Con pasmo, Klara advirtió que Ganin sonreía, y no alcanzó a comprenderlo.

Sin dejar de sonreír, Ganin tocó la mano de Podtyagin, que se estremeció muy levemente, allí, sobre la sábana. Volvió la cabeza hacia Klara y Frau Dorn, y dijo:

– Me voy ahora. No creo que volvamos a vernos. Despídanme de los bailarines.

Klara, también en voz baja, dijo:

– Le acompañaré a la puerta… Los bailarines duermen.

Y Ganin salió del dormitorio. En el vestíbulo, cogió las maletas y se echó el impermeable sobre un hombro. Klara le abrió la puerta. Al salir al descansillo, Ganin dijo:

– Muchas gracias, y buena suerte.

Se detuvo un instante. Ya el día anterior había pensado que no estaría mal explicar a Klara que él jamás había tenido la menor intención de robar dinero, sino que había estado contemplando viejas fotografías. Sin embargo, ahora no pudo hallar utilidad alguna a esta explicación, por lo que inclinó la cabeza y comenzó a bajar con calma la escalera. Klara, con la mano en el manubrio de la puerta, se quedó mirando como Ganin bajaba. Llevaba las maletas como si de un par de cubos se tratara, y sus pesados pasos producían en los peldaños un sonido parecido al de un lento latir. Mucho después de que Ganin hubiera desaparecido en una curva de la escalera, Klara estaba aún en el descansillo, escuchando aquellos firmes pasos que se iban alejando. Por fin, cerró la puerta y se quedó unos instantes en el vestíbulo. En voz alta repitió:

– Los bailarines duermen.

Y bruscamente comenzó a sollozar sin producir ruido, pero con gran intensidad, mientras movía la punta del dedo índice, arriba y abajo, sobre la pared.

17

Las gruesas y pesadas manecillas en el gran rostro blanco del reloj que sobresalía perpendicularmente del rótulo de la tienda de relojería, señalaban las seis y treinta y seis minutos. En el débil azul del cielo que aún no se había calentado después de la frialdad nocturna, sólo una nubécula se había tornado de color rosáceo, y la alargada y delgada forma de esta nubecilla tenía una gracia inefable. Los pasos de los desgraciados que a esta hora estaban despiertos y circulando sonaban con especial claridad en el aire desierto, y, a lo lejos, una luz con colorido de carne destellaba en los raíles de los tranvías. Una carretilla, cargada con enormes montones de violetas, medio cubiertos con un burdo paño a rayas, avanzaba lentamente junto a la acera, y la florista ayudaba al corpulento perro de pelo rojo a arrastrar el vehículo. Con la lengua fuera, el perro avanzaba trabajosamente, poniendo a contribución todos y cada uno de sus nervudos músculos entregados al servicio del hombre.

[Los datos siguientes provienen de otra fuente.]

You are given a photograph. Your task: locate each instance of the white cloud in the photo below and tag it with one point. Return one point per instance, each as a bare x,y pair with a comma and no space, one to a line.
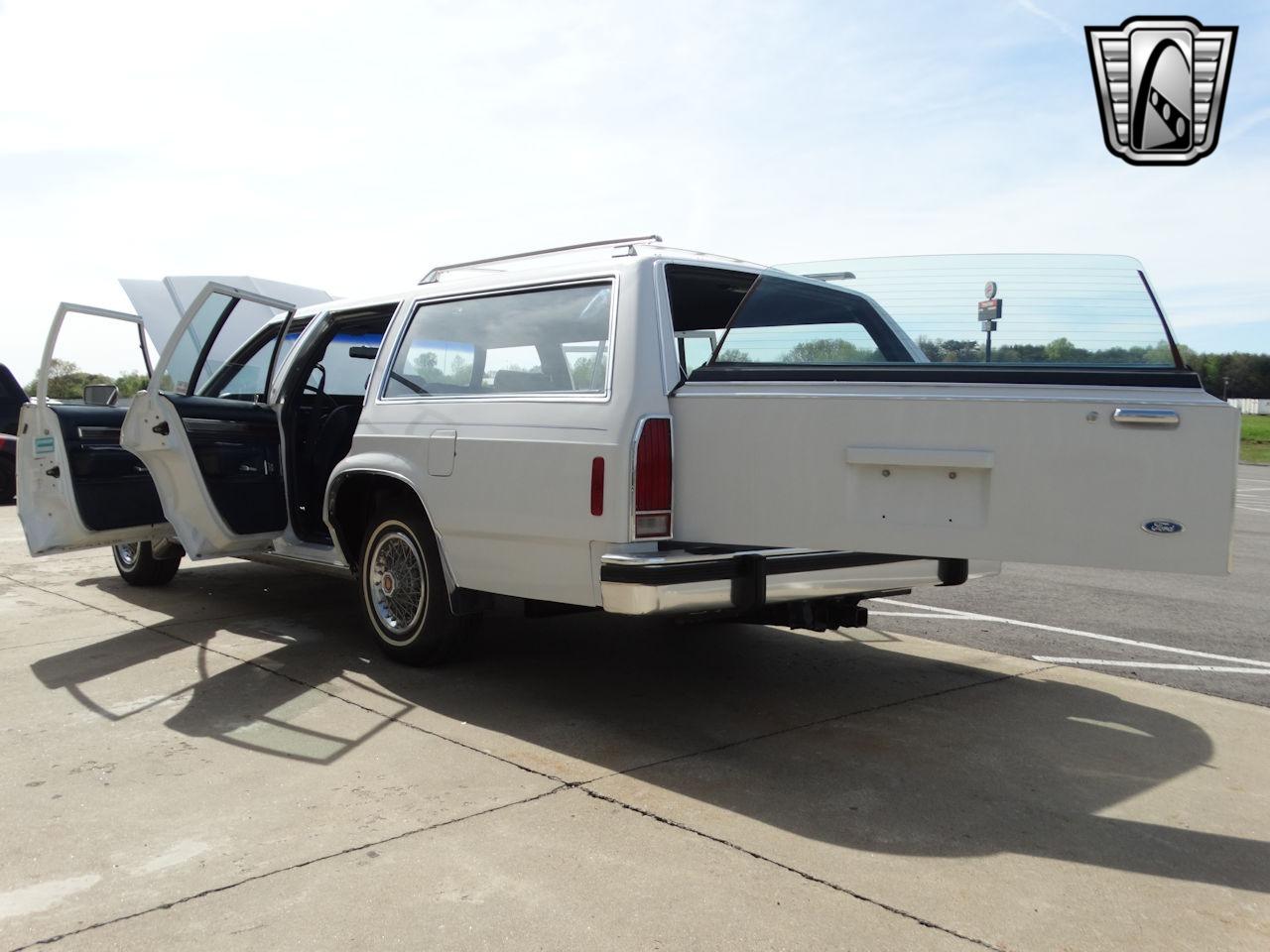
350,146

De las negras ramas de algunos árboles, en las que comenzaban a brotar los botones verdes, surgió una bandada de gorriones que voló produciendo un sonido de múltiples aleteos y se posó en lo alto de un delgado muro de ladrillos.

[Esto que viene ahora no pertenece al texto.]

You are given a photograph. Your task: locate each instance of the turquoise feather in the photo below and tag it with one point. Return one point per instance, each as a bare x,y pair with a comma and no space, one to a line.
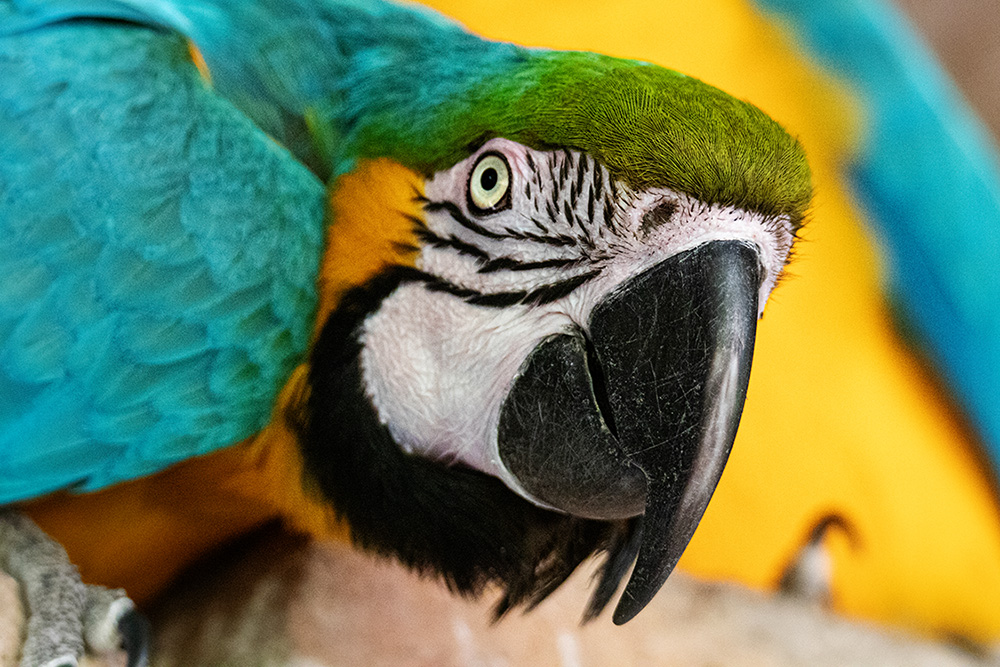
159,255
928,173
166,234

Las tiendas todavía dormían tras sus rejas, y las casas solamente estaban iluminadas en su parte alta, pese a lo cual era imposible imaginar que anochecía, en vez de amanecer. Las sombras se proyectaban en direcciones contrarias a las usuales, formando combinaciones anormales para la vista de los que conocen las sombras nocturnas, pero no están acostumbrados a las de la aurora.

Todo parecía torcido, atenuado y metamorfoseado, como si estuviera reflejado en un espejo. Y cuando el sol ganó altura, y las sombras se dispersaron, colocándose en sus habituales lugares, la serena luz del mundo de los recuerdos, en que Ganin había vivido, devino lo que en realidad era, es decir, el pasado.

Miró alrededor, y al término de la calle vio, iluminada por el sol, la esquina de la casa en la que había revivido su pasado, al que jamás volvería. Había algo bellamente misterioso en aquel alejamiento de su vida en una casa.

A medida que el sol fue ascendiendo y la ciudad fue iluminándose, la calle fue despertando y perdió su fantasmal encanto. Ganin avanzaba por la parte media de la acera, balanceando sus maletas repletas, y se preguntaba cuánto tiempo hacía desde que se sintió en tan excelente forma como hoy, tan fuerte y tan dispuesto a enfrentarse con cualquier cosa. El hecho de que lo viera todo con visión nueva y amorosa -los carros que se dirigían al mercado, las delgadas hojas a medio crecer y los coloridos carteles que un hombre con delantal pegaba en las paredes de un quiosco-, este hecho significaba para él una secreta encrucijada, un despertar.

Se detuvo en el jardincillo público cercano a la estación, y se sentó en el mismo banco en el que, muy poco tiempo atrás, había recordado su tifus, la casa de campo y su presentimiento de Mashenka. Dentro de una hora, Mashenka llegaría, su marido seguiría sumido en un sueño mortal, y él, Ganin, la recibiría.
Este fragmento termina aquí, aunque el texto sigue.